Ma i giovani delle 18 diocesi dell’Isola saranno anche coinvolti nel pomeriggio di venerdì, sempre in piazza Politeama, nel convegno regionale organizzato dalla Conferenza episcopale siciliana dal titolo “Maestro dove abiti. Le ragioni per rimanere in questa terra”. Prevista la presenza dell’arcivescovo di Palermo Corrado Lorefice e del vescovo di Trapani Pietro Maria Fragnelli.

Quando Papa Francesco sarà a Palermo per il 25° anniversario dall’omicidio del beato Don Pino Puglisi, il centro di Accoglienza Padre Nostro, fondato a Brancaccio dal sacerdote ucciso dalla mafia, sarà addobbato a festa.

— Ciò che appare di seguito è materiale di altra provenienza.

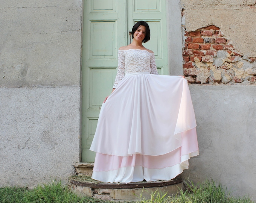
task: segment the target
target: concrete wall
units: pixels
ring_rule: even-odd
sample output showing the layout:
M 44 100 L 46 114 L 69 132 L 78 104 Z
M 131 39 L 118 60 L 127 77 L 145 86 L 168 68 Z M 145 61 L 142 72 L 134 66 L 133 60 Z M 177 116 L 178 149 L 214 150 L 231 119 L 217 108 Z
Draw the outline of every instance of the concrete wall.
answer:
M 73 174 L 82 16 L 82 0 L 0 4 L 0 186 Z
M 244 59 L 240 59 L 245 66 L 229 70 L 235 71 L 235 68 L 239 68 L 242 70 L 247 68 L 256 70 L 253 60 L 245 61 L 256 56 L 255 1 L 181 0 L 180 3 L 184 31 L 184 50 L 186 33 L 197 30 L 201 32 L 201 36 L 198 37 L 202 37 L 201 32 L 204 32 L 202 28 L 213 25 L 219 28 L 229 44 L 232 44 L 234 50 L 240 53 L 239 57 L 243 57 Z M 193 51 L 193 47 L 191 50 Z M 213 56 L 214 62 L 218 59 L 218 51 L 212 50 L 216 54 Z M 230 51 L 226 50 L 221 52 Z M 221 59 L 224 60 L 224 58 Z M 190 61 L 193 66 L 190 71 L 193 69 L 200 70 L 196 70 L 198 68 L 196 64 L 202 63 L 195 61 L 195 62 Z M 213 74 L 214 71 L 210 67 L 212 62 L 206 61 L 202 65 L 206 67 L 206 70 L 209 68 L 208 70 Z M 233 64 L 230 61 L 229 63 Z M 222 71 L 218 66 L 216 68 L 215 70 L 220 73 Z M 186 69 L 187 73 L 190 71 L 190 67 Z M 250 78 L 255 73 L 251 74 Z M 210 84 L 190 85 L 198 124 L 200 155 L 190 160 L 189 169 L 184 171 L 183 176 L 189 176 L 194 182 L 212 178 L 226 185 L 228 189 L 233 191 L 233 194 L 254 195 L 253 199 L 255 200 L 256 86 L 251 82 L 253 81 L 248 78 L 244 82 L 238 83 L 233 80 L 225 85 L 222 80 L 223 75 L 220 76 L 218 81 L 212 80 L 206 82 L 210 82 Z M 235 73 L 234 76 L 236 76 Z
M 217 2 L 167 1 L 172 74 L 183 72 L 182 24 L 188 32 L 215 24 L 240 53 L 255 57 L 254 1 Z M 82 3 L 0 5 L 0 186 L 66 181 L 80 161 Z M 184 176 L 253 195 L 256 86 L 216 85 L 190 86 L 200 155 Z

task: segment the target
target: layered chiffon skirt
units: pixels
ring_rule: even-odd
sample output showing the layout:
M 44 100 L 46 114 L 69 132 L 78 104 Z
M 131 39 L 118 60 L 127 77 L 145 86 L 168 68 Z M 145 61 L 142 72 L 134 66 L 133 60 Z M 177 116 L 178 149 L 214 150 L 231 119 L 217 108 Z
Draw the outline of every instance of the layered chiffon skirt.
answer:
M 198 154 L 187 80 L 141 72 L 126 74 L 103 104 L 90 150 L 92 178 L 128 183 L 167 180 Z

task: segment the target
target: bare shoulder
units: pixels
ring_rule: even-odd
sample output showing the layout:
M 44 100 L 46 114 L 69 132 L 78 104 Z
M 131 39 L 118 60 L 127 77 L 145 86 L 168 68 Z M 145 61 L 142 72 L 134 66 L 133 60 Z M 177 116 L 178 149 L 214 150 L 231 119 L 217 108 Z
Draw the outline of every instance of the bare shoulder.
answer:
M 128 47 L 128 46 L 124 46 L 123 47 L 121 47 L 118 49 L 119 50 L 127 50 L 129 49 L 129 47 Z
M 151 50 L 150 50 L 150 49 L 148 49 L 147 48 L 147 49 L 146 49 L 146 50 L 147 51 L 148 51 L 148 52 L 150 52 L 150 53 L 154 53 L 154 52 L 153 52 L 153 51 L 151 51 Z

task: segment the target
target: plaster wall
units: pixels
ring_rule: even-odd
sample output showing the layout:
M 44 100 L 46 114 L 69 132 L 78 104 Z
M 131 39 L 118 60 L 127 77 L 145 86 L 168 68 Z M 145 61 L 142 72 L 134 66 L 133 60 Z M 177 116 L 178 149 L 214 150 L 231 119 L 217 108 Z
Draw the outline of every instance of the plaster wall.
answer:
M 82 0 L 2 2 L 0 87 L 79 86 Z
M 0 88 L 0 186 L 66 182 L 79 160 L 80 88 Z
M 188 32 L 214 25 L 244 58 L 255 57 L 256 3 L 181 0 L 182 24 Z M 232 194 L 254 195 L 255 200 L 256 87 L 248 85 L 190 85 L 200 151 L 183 174 L 194 182 L 212 178 Z
M 183 172 L 194 182 L 212 178 L 232 194 L 256 200 L 256 86 L 192 85 L 199 155 Z
M 1 1 L 0 186 L 74 173 L 82 19 L 82 0 Z

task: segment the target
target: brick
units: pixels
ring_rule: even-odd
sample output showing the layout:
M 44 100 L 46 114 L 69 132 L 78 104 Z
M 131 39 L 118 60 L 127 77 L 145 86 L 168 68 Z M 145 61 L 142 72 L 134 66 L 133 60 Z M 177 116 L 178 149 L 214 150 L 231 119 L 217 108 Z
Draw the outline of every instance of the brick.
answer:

Nelle tre sedi della città (oltre a Brancaccio, ne sono state aperte una allo Zen e l’altra a Falsomiele) saranno affisse le bandiere del Vaticano. Volontari e operatori sono in fermento, mentre i telefoni del Centro, che il prete ‘scomodo’ aveva fondato nel’91, squillano di continuo. “Chiamano in tanti per avere informazioni. Nessun Pontefice aveva mai messo piede qui a Brancaccio” dice Antonella Rizzo, che lavora in segreteria e che nel quartiere è nata e cresciuta, commentando la visita che Bergoglio farà il 15 settembre alle 15 alla parrocchia San Gaetano e al luogo dell’uccisione di don Puglisi.

Don Pino, come lo chiamano tutti, Antonella lo ha conosciuto, quando aveva 14 anni. “Ho frequentato la parrocchia tra gennaio a settembre del 1993 – racconta – mi è stato vicino, dopo la perdita di mia nonna. Mi ha coinvolto nelle attività del Centro”. Allora, a Brancaccio, non esisteva la scuola media. Oggi manca, invece, ancora un asilo nido. “Al Papa – dice il presidente del Centro, Maurizio Artale – consegneremo il progetto per la realizzazione dell’asilo”. Un sogno per chi da anni opera a Brancaccio, pensato dal sacerdote come strumento di ‘riscatto’ per gli abitanti del quartiere. “Qui – dice la psicologa Laura Stallone, volontaria da 18 anni – c’è il tasso di natalità più alto della città, ma il diritto ad essere bambini è ignorato. Mi commuove l’idea che la benedizione del Papa possa suggellare questo diritto”.